# Intro to Data Science
## Part V. - Text Mining

### Table of contents
- #### Text Mining
    - <a href="#What-is-Text-Mining?">Theory</a>
    - <a href="#Text-Mining-in-practice">In practice</a>
    - <a href="#a)-Bag-of-words-representation">Vectorizing documents</a>
    - <a href="#b)-Tf-Idf">Normalizing document vectors</a>
    - <a href="#c)-Hashing">Vectorizing large corpus</a>
    - <a href="#3.-Latent-Semantic-Indexing">Topic modelling</a>
    - <a href="#4.-Document-similarity-metrics">Document similarity</a>
- #### ANN
    - <a href="#Neural-Networks">Single layer networks</a>
    - <a href="#Solving-non-linear-problems">Multi layer networks</a>
    

## What is Text Mining?
Text mining or text analytics is the process of extracting quantified features from (un)structured (natural language) texts.
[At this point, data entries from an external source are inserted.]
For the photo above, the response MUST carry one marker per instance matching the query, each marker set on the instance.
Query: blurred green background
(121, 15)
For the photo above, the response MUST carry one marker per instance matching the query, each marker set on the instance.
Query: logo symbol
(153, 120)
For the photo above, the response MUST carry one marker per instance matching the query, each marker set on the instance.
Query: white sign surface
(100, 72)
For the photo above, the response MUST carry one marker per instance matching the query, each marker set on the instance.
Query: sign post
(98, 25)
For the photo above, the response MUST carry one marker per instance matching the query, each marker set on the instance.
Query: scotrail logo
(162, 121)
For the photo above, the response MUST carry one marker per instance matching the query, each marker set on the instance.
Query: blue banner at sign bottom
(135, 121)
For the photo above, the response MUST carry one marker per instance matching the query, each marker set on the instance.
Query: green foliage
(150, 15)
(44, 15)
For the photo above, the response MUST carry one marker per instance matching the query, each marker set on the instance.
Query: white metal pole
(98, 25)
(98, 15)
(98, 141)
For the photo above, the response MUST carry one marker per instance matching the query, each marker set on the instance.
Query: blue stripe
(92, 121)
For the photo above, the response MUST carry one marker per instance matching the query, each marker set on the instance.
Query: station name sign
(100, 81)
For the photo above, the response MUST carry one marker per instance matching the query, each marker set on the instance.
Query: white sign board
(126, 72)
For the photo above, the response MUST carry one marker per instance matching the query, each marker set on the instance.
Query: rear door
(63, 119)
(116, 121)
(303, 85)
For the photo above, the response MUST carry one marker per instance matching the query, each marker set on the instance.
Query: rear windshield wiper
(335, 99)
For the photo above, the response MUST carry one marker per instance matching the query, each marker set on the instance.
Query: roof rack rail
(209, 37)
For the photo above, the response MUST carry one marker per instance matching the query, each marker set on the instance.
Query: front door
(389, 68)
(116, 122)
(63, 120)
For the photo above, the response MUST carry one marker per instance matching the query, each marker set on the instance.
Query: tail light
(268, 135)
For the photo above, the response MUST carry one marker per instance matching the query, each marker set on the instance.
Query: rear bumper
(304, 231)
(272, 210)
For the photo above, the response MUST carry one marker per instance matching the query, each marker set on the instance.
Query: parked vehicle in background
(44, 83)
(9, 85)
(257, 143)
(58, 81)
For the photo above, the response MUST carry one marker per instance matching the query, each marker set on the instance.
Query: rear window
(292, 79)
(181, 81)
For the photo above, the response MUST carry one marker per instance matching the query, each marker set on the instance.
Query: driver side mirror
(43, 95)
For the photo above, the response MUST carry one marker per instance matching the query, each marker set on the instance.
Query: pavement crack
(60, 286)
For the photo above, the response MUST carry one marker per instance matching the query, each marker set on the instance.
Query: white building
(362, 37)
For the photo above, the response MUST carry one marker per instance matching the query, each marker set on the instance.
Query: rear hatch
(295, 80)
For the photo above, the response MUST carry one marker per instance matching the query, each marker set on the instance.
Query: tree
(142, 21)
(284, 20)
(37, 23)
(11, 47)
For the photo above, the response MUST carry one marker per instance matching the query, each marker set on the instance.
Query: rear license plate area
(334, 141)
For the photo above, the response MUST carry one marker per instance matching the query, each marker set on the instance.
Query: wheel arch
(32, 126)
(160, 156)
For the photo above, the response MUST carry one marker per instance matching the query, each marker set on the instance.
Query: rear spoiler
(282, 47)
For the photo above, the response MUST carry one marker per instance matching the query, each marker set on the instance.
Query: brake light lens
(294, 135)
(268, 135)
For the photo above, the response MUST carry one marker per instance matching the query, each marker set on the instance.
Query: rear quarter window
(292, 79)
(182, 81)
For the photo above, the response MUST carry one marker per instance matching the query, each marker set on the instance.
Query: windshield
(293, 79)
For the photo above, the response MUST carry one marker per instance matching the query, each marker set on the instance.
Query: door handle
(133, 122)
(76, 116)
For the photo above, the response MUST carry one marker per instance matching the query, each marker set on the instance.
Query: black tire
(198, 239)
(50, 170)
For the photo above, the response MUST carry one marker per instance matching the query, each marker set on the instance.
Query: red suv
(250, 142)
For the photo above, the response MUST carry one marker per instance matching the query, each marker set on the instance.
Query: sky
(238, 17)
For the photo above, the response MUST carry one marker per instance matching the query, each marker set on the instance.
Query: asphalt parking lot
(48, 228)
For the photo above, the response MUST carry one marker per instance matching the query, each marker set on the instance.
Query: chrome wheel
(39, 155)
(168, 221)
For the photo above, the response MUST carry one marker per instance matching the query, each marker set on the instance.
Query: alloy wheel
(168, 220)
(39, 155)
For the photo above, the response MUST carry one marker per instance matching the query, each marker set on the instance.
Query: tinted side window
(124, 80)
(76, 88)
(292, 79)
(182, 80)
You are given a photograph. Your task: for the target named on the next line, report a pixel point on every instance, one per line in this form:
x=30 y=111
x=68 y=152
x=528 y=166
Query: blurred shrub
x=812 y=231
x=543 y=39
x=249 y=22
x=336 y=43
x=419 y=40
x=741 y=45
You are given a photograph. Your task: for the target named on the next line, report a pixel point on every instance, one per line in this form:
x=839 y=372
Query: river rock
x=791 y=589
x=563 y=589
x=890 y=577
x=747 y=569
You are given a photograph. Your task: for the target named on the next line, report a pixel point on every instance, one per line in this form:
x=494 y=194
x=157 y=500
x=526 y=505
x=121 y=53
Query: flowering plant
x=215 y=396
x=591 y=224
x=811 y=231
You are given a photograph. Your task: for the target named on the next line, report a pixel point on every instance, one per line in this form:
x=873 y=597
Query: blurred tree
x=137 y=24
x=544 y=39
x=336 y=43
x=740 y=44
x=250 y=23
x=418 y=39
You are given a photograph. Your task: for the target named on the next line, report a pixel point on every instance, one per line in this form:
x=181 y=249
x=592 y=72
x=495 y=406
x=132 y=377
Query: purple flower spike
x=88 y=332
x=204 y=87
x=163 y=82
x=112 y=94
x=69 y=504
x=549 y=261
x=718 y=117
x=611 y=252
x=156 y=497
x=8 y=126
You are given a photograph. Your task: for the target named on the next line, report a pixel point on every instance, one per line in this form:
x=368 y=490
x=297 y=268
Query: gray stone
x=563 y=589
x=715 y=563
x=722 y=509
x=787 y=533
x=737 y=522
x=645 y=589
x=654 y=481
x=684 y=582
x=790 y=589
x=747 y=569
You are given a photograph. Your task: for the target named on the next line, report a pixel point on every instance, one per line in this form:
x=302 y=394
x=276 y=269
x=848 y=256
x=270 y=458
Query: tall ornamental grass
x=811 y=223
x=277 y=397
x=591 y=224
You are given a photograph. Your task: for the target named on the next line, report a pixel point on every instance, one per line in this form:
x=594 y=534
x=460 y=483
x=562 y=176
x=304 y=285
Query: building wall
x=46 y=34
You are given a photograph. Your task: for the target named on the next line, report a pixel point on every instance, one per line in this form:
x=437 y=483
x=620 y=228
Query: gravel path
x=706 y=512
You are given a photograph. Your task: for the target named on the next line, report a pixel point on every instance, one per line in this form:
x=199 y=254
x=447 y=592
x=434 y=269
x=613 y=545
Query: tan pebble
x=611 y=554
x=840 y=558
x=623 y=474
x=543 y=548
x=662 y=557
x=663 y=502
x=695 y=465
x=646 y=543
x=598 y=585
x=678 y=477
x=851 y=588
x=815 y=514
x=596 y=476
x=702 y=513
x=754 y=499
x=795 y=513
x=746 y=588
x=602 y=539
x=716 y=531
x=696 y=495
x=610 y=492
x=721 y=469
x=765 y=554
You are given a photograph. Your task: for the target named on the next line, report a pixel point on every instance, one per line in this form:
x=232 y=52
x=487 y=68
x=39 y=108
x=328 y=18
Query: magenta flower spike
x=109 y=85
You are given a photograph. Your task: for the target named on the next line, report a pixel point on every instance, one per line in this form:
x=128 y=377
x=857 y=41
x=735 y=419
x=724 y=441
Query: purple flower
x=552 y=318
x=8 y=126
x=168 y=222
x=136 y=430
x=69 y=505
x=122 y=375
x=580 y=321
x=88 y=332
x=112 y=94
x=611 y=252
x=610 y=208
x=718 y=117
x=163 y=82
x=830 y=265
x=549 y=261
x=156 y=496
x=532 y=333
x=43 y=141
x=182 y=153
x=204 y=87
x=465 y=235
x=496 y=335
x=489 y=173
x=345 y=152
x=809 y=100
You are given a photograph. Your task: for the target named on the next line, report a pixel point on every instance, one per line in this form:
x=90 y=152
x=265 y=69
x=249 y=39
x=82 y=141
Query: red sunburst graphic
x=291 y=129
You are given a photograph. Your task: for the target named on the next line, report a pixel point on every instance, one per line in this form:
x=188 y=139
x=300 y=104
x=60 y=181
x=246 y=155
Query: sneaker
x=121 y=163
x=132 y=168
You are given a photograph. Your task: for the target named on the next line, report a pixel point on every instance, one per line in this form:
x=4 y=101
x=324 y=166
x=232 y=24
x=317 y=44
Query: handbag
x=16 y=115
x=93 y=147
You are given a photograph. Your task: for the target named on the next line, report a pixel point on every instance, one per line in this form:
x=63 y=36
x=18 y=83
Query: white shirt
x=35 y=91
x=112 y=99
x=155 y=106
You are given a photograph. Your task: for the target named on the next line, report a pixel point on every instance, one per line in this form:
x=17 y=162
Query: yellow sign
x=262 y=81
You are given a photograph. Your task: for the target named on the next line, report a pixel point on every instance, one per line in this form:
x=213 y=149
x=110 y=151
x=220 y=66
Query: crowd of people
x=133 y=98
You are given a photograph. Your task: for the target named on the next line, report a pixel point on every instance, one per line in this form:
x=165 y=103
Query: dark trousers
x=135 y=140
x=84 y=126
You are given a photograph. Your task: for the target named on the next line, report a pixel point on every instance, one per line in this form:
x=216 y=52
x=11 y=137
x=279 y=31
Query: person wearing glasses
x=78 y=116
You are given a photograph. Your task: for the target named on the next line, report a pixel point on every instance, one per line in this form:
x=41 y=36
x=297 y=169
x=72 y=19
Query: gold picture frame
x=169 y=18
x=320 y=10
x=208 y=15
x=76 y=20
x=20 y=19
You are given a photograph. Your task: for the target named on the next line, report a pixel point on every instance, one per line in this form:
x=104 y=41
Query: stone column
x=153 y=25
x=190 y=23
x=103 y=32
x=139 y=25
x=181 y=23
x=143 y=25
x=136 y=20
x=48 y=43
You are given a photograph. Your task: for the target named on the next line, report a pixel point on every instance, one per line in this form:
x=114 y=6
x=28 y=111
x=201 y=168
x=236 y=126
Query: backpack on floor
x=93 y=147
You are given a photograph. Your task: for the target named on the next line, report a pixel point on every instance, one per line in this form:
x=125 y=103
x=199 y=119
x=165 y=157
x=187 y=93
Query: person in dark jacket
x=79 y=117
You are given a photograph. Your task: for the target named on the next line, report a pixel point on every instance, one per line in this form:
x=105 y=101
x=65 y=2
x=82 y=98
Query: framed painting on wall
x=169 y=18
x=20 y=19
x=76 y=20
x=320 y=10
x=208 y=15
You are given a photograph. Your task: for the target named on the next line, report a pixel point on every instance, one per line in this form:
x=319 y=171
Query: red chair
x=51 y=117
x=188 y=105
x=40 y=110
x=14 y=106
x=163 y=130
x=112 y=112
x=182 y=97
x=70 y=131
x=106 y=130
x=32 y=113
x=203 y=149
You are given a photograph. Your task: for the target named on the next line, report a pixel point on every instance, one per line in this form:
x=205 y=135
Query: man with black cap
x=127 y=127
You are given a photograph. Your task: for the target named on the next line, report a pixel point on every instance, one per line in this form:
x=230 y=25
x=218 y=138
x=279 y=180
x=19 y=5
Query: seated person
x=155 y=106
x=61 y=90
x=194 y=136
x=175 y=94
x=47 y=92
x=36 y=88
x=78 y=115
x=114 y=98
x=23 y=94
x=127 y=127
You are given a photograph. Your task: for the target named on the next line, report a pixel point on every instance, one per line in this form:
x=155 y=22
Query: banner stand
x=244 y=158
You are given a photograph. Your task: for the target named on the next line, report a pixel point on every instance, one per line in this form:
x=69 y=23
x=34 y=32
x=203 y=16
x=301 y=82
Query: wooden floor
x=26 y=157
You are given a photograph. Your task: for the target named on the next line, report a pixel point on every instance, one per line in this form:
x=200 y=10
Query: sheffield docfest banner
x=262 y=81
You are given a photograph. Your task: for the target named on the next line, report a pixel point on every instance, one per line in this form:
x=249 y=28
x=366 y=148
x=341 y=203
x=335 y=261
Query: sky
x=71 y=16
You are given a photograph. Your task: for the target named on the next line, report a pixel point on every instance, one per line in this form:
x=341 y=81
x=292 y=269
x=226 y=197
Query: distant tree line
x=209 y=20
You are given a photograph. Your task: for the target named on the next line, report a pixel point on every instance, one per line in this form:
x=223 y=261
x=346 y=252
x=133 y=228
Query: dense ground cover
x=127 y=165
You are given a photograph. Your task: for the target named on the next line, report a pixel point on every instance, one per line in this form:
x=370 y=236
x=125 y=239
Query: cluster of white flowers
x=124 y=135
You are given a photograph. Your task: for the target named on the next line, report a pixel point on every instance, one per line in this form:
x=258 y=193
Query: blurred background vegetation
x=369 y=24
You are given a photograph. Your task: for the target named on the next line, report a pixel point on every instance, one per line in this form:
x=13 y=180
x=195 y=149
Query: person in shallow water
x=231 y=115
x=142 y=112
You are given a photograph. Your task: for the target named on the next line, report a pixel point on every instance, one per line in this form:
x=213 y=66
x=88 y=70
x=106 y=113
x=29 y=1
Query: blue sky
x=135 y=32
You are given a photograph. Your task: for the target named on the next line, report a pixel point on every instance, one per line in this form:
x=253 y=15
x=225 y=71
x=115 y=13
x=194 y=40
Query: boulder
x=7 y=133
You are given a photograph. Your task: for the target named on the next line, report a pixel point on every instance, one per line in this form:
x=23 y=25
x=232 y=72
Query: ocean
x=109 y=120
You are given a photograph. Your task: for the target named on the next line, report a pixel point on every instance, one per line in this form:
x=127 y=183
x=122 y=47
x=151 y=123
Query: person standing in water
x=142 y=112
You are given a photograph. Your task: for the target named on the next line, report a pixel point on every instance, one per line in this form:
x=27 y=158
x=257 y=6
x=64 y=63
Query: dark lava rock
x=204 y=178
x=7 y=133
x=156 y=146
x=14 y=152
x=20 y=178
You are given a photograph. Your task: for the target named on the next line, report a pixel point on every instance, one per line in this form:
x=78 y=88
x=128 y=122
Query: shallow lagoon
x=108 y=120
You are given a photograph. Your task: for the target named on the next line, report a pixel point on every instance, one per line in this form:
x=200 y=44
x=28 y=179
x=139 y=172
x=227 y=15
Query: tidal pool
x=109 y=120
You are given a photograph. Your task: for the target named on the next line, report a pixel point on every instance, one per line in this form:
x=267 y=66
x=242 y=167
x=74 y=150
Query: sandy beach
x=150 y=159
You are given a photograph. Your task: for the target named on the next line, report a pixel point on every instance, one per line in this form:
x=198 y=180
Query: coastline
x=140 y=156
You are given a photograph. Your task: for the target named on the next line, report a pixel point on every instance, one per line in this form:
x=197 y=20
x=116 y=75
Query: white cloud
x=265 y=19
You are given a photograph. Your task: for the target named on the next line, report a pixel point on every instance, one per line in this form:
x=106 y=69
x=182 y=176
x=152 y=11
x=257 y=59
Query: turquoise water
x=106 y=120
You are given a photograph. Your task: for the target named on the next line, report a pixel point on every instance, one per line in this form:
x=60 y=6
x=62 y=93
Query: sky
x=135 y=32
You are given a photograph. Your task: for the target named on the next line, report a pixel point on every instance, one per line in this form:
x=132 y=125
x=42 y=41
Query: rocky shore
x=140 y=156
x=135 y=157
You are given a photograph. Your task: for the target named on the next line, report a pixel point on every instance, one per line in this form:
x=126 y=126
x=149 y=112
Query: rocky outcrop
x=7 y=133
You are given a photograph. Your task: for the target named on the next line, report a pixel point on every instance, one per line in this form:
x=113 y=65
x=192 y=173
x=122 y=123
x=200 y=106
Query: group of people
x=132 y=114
Processing unstructured data involves using Natural Language Processing (NLP), statistical modeling and machine learning techniques.

## Why is it important?
80% of the generated data is not available in structured, numerical format (emails, texts, meeting notes, documents, social media feeds). These unstructured data includes images, drawings, videos, voice recordings and unstructured texts. These data can be described with their meta data (length, topic, category, etc.) but transforming them into structured data is important to access the more detailed information stored in such data sources. Voice recordings, videos and drawings can also be transcribed into unstructured texts so they can be processing as textual data. 
Most common use cases are:

- document similarity computation
- document deduplication
- document clustering
- topic extraction
- sentiment analysis
- automated annotation
- text filtering
- text classification

## Tools
- NLP tools
    - tokenization
    - stemming
    - part-of-speech (POS) tagging
    - stop word filtering
    - bag-of-words representation
    - tf-idf transformation
- Other tools
    - Word2Vec representation
    - hashing
    - cosine/jaccard/levenshtein/etc similarity computation
    - matrix factorization
    - etc

In [None]:
%matplotlib inline
import matplotlib.pyplot as plt
import seaborn as sns

import numpy as np
import scipy.sparse as sp
import pandas as pd

from sklearn.pipeline import Pipeline
from sklearn.model_selection import train_test_split
from sklearn.metrics import accuracy_score

## Text Mining in practice

### 1. Read and examine data

Examining unstructured data is the key to proper preprocessing.  
The collection of texts is called __`corpus`__.

In [None]:
with open('./data/SMSSpamCollection', 'rb') as spamfile:
    corpus = [line.decode('utf-8').strip() for line in spamfile]
len(corpus)

In [None]:
for text in corpus[:5]:
    print(text)

We can see that the data is in TSV format, read it accordingly.

In [None]:
corpus = pd.read_csv('./data/SMSSpamCollection', sep='\t', names=['label', 'message'])

In [None]:
corpus.groupby('label').describe()

In [None]:
corpus['length'] = corpus.message.str.len()
corpus.head()

In [None]:
corpus['wordcount'] = corpus.message.str.split().str.len()
corpus.head()

In [None]:
corpus.length.plot(bins=20, kind='hist');

In [None]:
corpus.length.describe()

910 long sms???

In [None]:
corpus.loc[corpus.length > 900, 'message'].values

Is there a difference between spam and ham messages?

In [None]:
corpus[['length', 'label']].hist(bins=50, by='label', sharex=True);

Why not try a simple predictor?

In [None]:
from sklearn.naive_bayes import MultinomialNB

In [None]:
splitted = train_test_split(corpus.length.values[:, np.newaxis], # we need a matrix, not a vector
                            corpus.label.values,
                            test_size=.25,
                            random_state=42)
X_train, X_test, y_train, y_test = splitted

In [None]:
pipe = Pipeline([('nb', MultinomialNB())])
pipe.fit(X_train, y_train)

In [None]:
accuracy_score(y_test, pipe.predict(X_test))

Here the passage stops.